GIS and Shapefiles



The sf package

The sf (simple features) package can read and save shapefiles, and it plays nicely with the dpylr functions you’ve been learning. Let’s install it.

install.packages("sf")


To load a shapefile, use the function st_read(). The st stands for spatial and temporal data.

DOWNLOAD — Census shapefile

  1. Download the ZIP file above for an example shapefile.
  2. Move the file to your project’s data folder.
  3. Unzip the file

Read the data using st_read("shapefile file location")

library(dplyr)
library(sf)

census <- st_read("data/Census2010_med_household_income.shp", stringsAsFactors = F)


When you view the data you will see all the attributes of the shapefile stored in the first columns, and the spatial information stored in a final column named geometry.

# View your new spatial data table
glimpse(census)
## Observations: 436
## Variables: 18
## $ OBJECTID   <dbl> 1, 2, 3, 4, 5, 6, 7, 8, 9, 10, 11, 12, 13, 14, 15, ...
## $ NAME10     <chr> "120.01", "121.01", "121.02", "223.01", "261.01", "...
## $ INTPTLAT10 <chr> "+44.8970126", "+44.8953840", "+44.8980613", "+44.9...
## $ INTPTLON10 <chr> "-093.3054316", "-093.2360565", "-093.2152830", "-0...
## $ GEOID101   <dbl> 27053012001, 27053012101, 27053012102, 27053022301,...
## $ GEOID      <chr> "1400000US27053012001", "1400000US27053012101", "14...
## $ GEOID2     <dbl> 27053012001, 27053012101, 27053012102, 27053022301,...
## $ AssocDegre <dbl> 52.2, 27.7, 28.7, 54.1, 50.9, 32.7, 48.7, 29.5, 58....
## $ Bachelor_A <dbl> 8.3, 14.6, 8.5, 30.3, 9.7, 21.8, 24.6, 0.0, 15.3, 1...
## $ Total_HHol <dbl> 2631, 1359, 1306, 1048, 1273, 1400, 1183, 1100, 117...
## $ Recvd_Fsta <dbl> 37, 254, 106, 15, 18, 74, 0, 4, 35, 175, 256, 131, ...
## $ Total_HH_1 <dbl> 2631, 1359, 1306, 1048, 1273, 1400, 1183, 1100, 117...
## $ HHold_MedI <dbl> 78060, 31612, 54183, 71250, 77145, 66341, 108150, 1...
## $ NoHigherEd <dbl> 21.0, 65.7, 32.1, 19.4, 21.9, 18.0, 21.6, 43.3, 34....
## $ TotalPopCo <dbl> 5922, 3405, 2648, 2113, 3206, 2776, 3219, 2824, 298...
## $ NoCollegeD <dbl> 0.3546099, 1.9295154, 1.2122356, 0.9181259, 0.68309...
## $ SNAP_Recvd <dbl> 0.6247889, 7.4596182, 4.0030211, 0.7098912, 0.56144...
## $ geometry   <MULTIPOLYGON [m]> MULTIPOLYGON (((-10387144 5..., MULTIP...

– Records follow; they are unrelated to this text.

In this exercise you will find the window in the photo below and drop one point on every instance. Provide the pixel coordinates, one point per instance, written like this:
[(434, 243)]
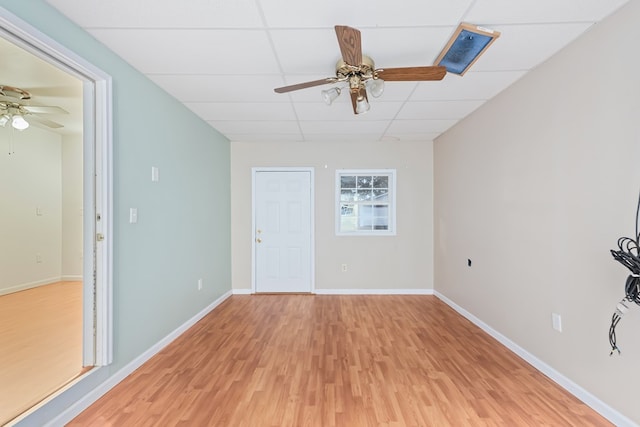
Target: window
[(365, 201)]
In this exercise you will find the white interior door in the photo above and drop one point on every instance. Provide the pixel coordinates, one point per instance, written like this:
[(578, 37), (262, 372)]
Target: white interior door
[(283, 231)]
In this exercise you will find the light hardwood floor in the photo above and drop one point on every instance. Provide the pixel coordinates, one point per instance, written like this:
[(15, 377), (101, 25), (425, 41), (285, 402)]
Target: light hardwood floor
[(40, 344), (295, 360)]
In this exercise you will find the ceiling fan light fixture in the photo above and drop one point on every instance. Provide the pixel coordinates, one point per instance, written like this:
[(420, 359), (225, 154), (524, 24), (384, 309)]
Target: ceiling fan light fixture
[(18, 122), (375, 87), (465, 46), (330, 95), (362, 105)]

Try plot(census) to see an overview of all the shapefile’s attributes.

Quick plots

Plot all variables

# Colors each polygon by attribute
census %>% plot(max.plot = 9)

Plot a single variable

# Use select() to pick a single attribute
census %>% select(HHold_MedI) %>% plot()

Add grid lines

# Add graticules
census %>% select(HHold_MedI) %>% plot(graticule = T, axes = T)

Plot with ggplot2 and viridis colors.

Run the code below to get the latest development version of ggplot2 and the viridis color palette.

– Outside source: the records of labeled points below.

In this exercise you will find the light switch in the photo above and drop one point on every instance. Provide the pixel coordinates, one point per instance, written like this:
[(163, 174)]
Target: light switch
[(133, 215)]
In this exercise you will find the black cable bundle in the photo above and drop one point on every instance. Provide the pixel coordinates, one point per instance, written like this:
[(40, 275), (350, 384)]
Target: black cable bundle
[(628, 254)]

install.packages("devtools")
  
devtools::install_github("tidyverse/ggplot2")
  
install.packages("viridis")


Now you’re ready to make some ggplot maps.

# Load updated ggplot2 and colors
library(ggplot2)
library(viridis)

ggplot(census) + 
  geom_sf(aes(fill = HHold_MedI)) + 
  scale_fill_viridis() +
  labs(title = "Median Household Income by Census tract")

Transform coordinates

Current coordinate reference system (CRS)

census %>% st_crs()
## Coordinate Reference System:
##   EPSG: 3857 
##   proj4string: "+proj=merc +a=6378137 +b=6378137 +lat_ts=0.0 +lon_0=0.0 +x_0=0.0 +y_0=0 +k=1.0 +units=m +nadgrids=@null +wktext +no_defs"

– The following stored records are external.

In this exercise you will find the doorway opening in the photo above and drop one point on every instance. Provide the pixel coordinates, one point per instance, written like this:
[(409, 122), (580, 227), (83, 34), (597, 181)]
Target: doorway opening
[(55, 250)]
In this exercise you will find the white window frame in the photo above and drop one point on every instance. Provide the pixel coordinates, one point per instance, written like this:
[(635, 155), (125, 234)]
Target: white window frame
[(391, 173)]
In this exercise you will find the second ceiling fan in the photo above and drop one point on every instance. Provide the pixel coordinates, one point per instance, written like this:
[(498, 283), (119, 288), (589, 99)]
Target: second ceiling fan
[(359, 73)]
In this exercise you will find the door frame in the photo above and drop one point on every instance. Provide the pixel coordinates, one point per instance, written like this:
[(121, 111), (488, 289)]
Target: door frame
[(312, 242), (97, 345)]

EPSG number for lat/long web coordinates - 4326

Web maps like Google and OpenStreets use the spherical Mercator projected coordinate system: EPSG#: 3857.

(See https://epsg.io/3857)

However, the coordinates shown to the user are primarily in : EPSG#: 4326.

(See https://epsg.io/4326)

To make Anne Morris’ day, ask her a question about coordinate reference systems.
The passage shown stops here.